Thursday, April 19, 2007

fragments of stucco works, pavilions, arches supported on columns communicating with us


Certainly not one of the pictures which could do justice to Thirumalai Nayak Palace. We look for information boards and knowledgeable visitors to garner information - the palace was divided into two major parts, namely Swargavilasa and Rangavilasa. We try to make out the royal residence, the theater, shrine, royal bandstand, quarters, palanquin place - my sister remarks one of the songs from the film 'Guru' was shot here. She is ready to step into a dance when I have an urge to find out where the king would watch dance performances., hear musical evenings and literary discourses. Is it the same place where today people come to watch evening dance programs - maybe not. An interior palace museum opens up and I feel it is a more befitting place for the same. It was also a place where the wives lived with concubines - or did they not?
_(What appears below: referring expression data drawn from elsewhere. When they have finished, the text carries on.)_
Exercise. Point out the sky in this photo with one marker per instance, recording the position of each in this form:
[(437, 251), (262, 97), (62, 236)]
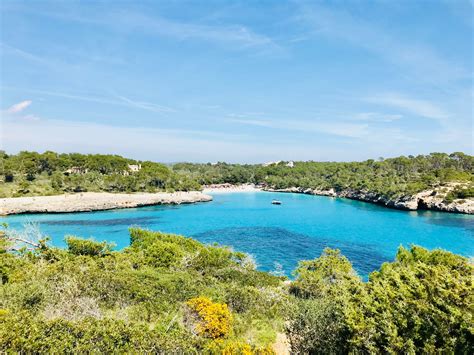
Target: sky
[(237, 81)]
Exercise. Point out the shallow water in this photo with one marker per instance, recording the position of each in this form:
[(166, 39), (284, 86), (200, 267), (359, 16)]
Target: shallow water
[(298, 229)]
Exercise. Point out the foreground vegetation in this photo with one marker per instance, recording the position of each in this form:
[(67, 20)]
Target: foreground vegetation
[(31, 173), (167, 293)]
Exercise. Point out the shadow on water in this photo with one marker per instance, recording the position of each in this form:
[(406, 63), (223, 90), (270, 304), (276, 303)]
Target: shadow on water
[(453, 220), (279, 245), (103, 222)]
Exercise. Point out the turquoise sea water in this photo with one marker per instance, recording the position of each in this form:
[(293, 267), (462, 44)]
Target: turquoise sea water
[(298, 229)]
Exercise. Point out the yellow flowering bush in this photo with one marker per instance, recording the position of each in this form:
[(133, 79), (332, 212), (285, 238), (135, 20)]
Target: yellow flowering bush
[(233, 347), (215, 319)]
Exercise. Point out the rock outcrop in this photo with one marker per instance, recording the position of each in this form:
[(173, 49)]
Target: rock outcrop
[(95, 201), (425, 200)]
One cannot but think more about those individual construction workers who built it. More than the king, more than the architect he employed for the purpose. That during those days they shifted palaces My mother gives me snippets of vital information as we ruminate on them immersed in the palace - its fragments of stucco works, pavilions, arches supported on columns communicating with us - The harem and the queen's place has gone. The grandson of the king Thirumalai Nayak, Chokkanatha Nayak broke down the palace and took materials for building another palace in Tiruchirapalli.

I start remembering lines from Marquez's "the autumn of the patriarch" and again note india might have a different magic reality to present.